Abstracting SOAP Further
If you’re building integrations that connect your own product to other apps your customers use, an embedded integration platform as a service (embedded iPaaS) can abstract much of the complexity of interacting with SOAP APIs. Embedded integration platforms include low-code integration builders with pre-built connectors for popular SOAP-based apps (like Salesforce), which completely eliminates the need to write code to interact with many SOAP-based APIs.
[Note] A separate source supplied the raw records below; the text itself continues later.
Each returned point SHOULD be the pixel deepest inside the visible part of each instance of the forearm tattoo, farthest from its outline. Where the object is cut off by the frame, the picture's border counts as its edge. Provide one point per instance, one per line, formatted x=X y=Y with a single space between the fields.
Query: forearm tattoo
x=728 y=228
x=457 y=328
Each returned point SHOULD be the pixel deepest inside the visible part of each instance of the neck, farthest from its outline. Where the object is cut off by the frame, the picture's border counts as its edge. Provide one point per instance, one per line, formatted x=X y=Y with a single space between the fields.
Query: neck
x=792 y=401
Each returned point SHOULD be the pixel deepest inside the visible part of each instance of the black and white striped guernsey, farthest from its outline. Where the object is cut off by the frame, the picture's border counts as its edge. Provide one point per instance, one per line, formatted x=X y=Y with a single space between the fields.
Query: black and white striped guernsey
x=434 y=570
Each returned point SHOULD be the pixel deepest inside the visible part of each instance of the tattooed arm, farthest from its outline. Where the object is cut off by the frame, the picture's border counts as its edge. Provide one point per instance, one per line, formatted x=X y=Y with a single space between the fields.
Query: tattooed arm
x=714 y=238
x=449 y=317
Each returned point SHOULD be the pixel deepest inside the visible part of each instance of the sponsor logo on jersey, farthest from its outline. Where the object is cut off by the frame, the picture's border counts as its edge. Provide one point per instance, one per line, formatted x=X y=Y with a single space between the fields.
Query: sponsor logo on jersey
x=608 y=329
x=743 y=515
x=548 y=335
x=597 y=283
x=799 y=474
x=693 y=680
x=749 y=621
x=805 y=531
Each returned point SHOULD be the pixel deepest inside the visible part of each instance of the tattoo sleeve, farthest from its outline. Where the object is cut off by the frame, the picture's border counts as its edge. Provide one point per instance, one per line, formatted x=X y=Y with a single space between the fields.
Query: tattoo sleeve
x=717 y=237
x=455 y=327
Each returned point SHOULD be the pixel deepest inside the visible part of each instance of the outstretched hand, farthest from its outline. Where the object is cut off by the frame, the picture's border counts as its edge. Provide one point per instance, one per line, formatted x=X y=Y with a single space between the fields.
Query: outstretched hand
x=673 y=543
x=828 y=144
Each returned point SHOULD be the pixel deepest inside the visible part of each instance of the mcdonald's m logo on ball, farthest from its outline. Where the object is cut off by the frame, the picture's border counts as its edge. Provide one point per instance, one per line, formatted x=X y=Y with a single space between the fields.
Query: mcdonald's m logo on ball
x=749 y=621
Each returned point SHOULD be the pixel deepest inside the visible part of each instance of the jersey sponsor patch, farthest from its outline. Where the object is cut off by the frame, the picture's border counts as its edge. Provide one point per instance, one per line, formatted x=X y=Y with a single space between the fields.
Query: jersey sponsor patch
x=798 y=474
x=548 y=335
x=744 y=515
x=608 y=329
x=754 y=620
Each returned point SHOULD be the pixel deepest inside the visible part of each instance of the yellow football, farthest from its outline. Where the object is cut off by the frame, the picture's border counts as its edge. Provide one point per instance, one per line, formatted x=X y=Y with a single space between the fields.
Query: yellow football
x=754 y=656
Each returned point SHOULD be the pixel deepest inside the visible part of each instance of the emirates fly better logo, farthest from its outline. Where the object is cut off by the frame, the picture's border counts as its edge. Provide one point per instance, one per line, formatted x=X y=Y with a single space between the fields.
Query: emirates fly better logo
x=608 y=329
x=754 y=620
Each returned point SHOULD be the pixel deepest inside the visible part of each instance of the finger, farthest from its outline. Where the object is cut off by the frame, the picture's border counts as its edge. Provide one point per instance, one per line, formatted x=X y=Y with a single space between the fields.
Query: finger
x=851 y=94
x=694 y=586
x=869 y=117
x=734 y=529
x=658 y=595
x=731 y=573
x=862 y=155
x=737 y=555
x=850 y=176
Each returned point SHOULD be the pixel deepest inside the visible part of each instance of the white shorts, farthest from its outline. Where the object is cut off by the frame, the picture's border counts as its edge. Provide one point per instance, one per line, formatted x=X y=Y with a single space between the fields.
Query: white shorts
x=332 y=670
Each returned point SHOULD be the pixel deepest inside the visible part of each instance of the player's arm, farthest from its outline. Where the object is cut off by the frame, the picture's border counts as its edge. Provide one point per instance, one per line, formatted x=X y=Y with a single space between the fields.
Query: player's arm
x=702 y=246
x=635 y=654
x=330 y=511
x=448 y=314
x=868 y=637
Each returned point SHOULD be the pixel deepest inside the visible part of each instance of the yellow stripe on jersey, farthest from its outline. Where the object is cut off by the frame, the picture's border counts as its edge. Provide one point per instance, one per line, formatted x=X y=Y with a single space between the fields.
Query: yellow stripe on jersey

For less common SOAP-based APIs that don’t have built-in connectors, they typically offer a SOAP component that abstracts out the complexity of making SOAP requests.
In many situations, you can leverage an embedded iPaaS to interact with a SOAP-based API while writing little to no code.
Conclusion
Obviously, the calculator web service is incredibly simple, but I think it does a good job illustrating how a SOAP web service can appear daunting at first, but with the right tooling, it’s relatively clean and simple to build an integration with a SOAP-based API.